Talking of haircuts, apart from some watering the only gardening achievement yesterday was tidying up a rather nondescript small, weeping tree (I haven't a clue what it is, but it's one of the few things we inherited here) which is in a rather prominent position. I actually wish that had been lost as it doesn't bring a huge amount to the party where it is, but DH likes it so it stays for now.

I'm another one that loves broad beans although we've never grown them. This year we've only got runner beans and some gherkins in the courtyard raised beds. The rest are full of herbs plus a few of DH's favourite (lavender) and sweetpeas.

Today is a sunny one, but there's more painting planned - outside for DH, inside for me - so not sure what will get done in the garden...probably more dead-heading and there's some ornamental grasses and a yucca that need to go in the ground later perhaps.

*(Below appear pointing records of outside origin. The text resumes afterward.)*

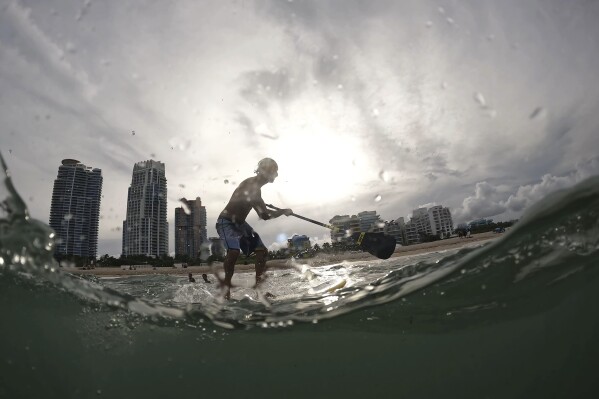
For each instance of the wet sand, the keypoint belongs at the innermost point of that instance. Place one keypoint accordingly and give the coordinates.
(319, 260)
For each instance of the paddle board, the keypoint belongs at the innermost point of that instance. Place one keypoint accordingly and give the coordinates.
(329, 286)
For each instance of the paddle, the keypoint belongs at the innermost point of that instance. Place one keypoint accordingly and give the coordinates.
(377, 244)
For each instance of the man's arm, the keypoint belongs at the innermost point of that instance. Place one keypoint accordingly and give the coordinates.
(266, 213)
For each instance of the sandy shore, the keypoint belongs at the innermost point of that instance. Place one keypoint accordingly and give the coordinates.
(320, 260)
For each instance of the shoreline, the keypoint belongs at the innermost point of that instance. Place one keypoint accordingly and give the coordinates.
(319, 260)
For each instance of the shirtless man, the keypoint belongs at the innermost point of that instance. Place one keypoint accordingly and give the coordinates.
(236, 233)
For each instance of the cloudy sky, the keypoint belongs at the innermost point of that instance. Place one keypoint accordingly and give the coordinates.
(481, 106)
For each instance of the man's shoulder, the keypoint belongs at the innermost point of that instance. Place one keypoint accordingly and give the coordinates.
(250, 182)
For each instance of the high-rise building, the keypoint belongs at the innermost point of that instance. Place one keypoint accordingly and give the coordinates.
(441, 221)
(344, 225)
(434, 221)
(190, 228)
(75, 209)
(145, 229)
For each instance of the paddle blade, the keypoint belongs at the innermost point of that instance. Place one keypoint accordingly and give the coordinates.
(378, 244)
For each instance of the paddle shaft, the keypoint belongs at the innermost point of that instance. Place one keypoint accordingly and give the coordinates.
(328, 226)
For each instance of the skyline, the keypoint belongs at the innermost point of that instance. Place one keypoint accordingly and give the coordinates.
(482, 107)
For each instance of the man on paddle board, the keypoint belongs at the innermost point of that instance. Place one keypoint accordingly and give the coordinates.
(236, 233)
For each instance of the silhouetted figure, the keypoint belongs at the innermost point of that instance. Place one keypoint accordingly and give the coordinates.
(236, 233)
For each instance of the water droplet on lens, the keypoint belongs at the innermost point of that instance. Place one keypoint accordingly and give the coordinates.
(539, 112)
(478, 97)
(384, 176)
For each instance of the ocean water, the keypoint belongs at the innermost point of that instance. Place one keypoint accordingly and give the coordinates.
(517, 317)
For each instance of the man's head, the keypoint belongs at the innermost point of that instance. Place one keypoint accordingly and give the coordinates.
(268, 169)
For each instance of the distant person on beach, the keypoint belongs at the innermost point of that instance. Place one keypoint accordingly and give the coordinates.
(236, 233)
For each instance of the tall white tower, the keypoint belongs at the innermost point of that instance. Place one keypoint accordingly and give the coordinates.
(145, 229)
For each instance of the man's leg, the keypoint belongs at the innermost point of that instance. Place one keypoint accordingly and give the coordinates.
(229, 265)
(260, 264)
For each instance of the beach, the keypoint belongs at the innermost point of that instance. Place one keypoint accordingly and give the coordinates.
(321, 259)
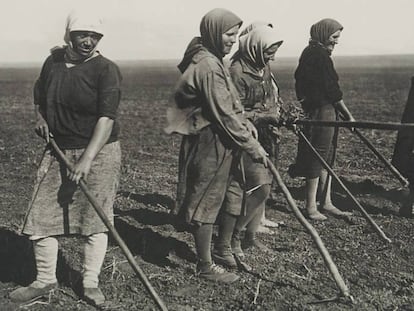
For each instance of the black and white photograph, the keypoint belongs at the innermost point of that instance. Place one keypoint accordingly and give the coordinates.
(207, 155)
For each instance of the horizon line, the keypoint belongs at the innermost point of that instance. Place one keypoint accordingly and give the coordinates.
(31, 63)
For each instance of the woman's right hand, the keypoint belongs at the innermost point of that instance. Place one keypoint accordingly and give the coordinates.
(41, 128)
(261, 156)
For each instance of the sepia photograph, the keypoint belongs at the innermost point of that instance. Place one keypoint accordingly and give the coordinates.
(207, 155)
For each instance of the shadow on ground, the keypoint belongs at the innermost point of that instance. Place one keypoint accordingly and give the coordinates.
(149, 242)
(17, 263)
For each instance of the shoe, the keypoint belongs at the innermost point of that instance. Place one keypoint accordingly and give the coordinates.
(269, 223)
(264, 230)
(93, 295)
(317, 216)
(224, 257)
(254, 243)
(335, 211)
(212, 272)
(236, 245)
(32, 292)
(406, 210)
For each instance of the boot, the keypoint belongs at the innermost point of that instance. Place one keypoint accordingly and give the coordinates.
(223, 255)
(250, 241)
(236, 244)
(32, 292)
(212, 272)
(93, 295)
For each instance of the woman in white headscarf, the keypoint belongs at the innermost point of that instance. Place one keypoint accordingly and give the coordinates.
(259, 95)
(318, 90)
(76, 98)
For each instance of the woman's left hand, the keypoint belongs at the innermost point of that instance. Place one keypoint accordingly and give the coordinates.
(252, 129)
(80, 170)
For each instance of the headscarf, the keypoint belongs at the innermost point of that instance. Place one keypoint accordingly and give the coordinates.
(213, 25)
(246, 30)
(254, 25)
(80, 21)
(322, 30)
(253, 45)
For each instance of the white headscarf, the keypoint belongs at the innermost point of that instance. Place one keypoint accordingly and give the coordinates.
(80, 21)
(253, 44)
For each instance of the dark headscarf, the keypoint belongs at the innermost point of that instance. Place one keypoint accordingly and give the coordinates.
(213, 25)
(246, 30)
(253, 45)
(322, 30)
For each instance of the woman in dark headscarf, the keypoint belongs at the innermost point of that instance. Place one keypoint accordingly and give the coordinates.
(259, 95)
(318, 90)
(209, 115)
(76, 98)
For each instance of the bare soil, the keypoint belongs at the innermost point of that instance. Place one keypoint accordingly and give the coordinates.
(292, 276)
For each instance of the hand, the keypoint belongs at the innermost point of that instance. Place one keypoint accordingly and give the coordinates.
(41, 128)
(261, 156)
(252, 129)
(80, 170)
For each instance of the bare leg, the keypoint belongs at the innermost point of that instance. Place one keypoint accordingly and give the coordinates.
(254, 201)
(326, 202)
(202, 237)
(311, 191)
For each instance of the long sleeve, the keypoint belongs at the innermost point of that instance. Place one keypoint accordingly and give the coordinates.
(225, 109)
(333, 92)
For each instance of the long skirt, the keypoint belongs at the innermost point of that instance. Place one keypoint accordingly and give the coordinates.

daisychain01 · 07/07/2023 19:16

@LostAtTheCrossRoad I love spirea, it has a really pretty and delicate flower, a real staple in the border. To add to what @MereDintofPandiculation has posted, spirea enjoys a good haircut and does tend to suffer from a lot of deadwood. Don't worry if it looks really drastic when you first thin it out, you'll be thinking OMG have I killed it! They're pretty bomb-proof especially if pruned at the right time, closer to Autumn. My spirea is inherited from the previous owners of our house, and has survived the Beast from the East, several floods and Storms with two names that I can't remember Grin. I love how every Spring it comes up like old faithful, even after chopping it to half the height and spread and taking out 50% of the wood, not all in the same place but selectively around the plant.

SatelliteStomper · 08/07/2023 07:26

I love reading everyone's updates 😄

Today the soil finally arrived for our new raised beds, so I built up one, planted some Salvia 'Hot Lips' (stupid name, lovely plant) and a slightly random load of bare root perennials (aster, echinacea, rudbeckia, ranunculus) that may or may not actually do anything but that were so cheap I'll take the chance.

Also moved a pretty pink hydrangea from a pot into the back of the bed as I am heartily sick of it constantly bring blown over in the wind. I've lost so many pots that way! However it now means there's a big gap by the front door where the pot once stood, so sadly I'm going to have to buy something lovely to fill the space (oh, what a shame).

It was boiling hot and I tried to get ds to help but he's yet to be converted to the joys of lugging soil around in 26 degree heat.

Ideally I'd do the other bed today but it's my birthday weekend so 'unfortunately' I have to go out to a fancy dinner and a hotel tonight then a family party tomorrow 😂Hoping for a big stash of garden centre vouchers as presents though!

SatelliteStomper · 08/07/2023 07:28

Obviously that should read 'yesterday the soil arrived', not today!

daisychain01 · 08/07/2023 07:41

It drives me nuts when it's sunny and dry all week then when the weekend starts we have rain most of the weekend. C'on weather fairy, how's that helpful, stop messing about!

I've got quite a lot I can do in the greenhouse like potting on some wallflowers ready for Spring., rocket, two types of basil and in between the showers plant out ranunculus which are busting out of several troughs (I've had to clear a space for them in the border).

grass cut and edging done yesterday so I suppose a drop of rain won't come amiss.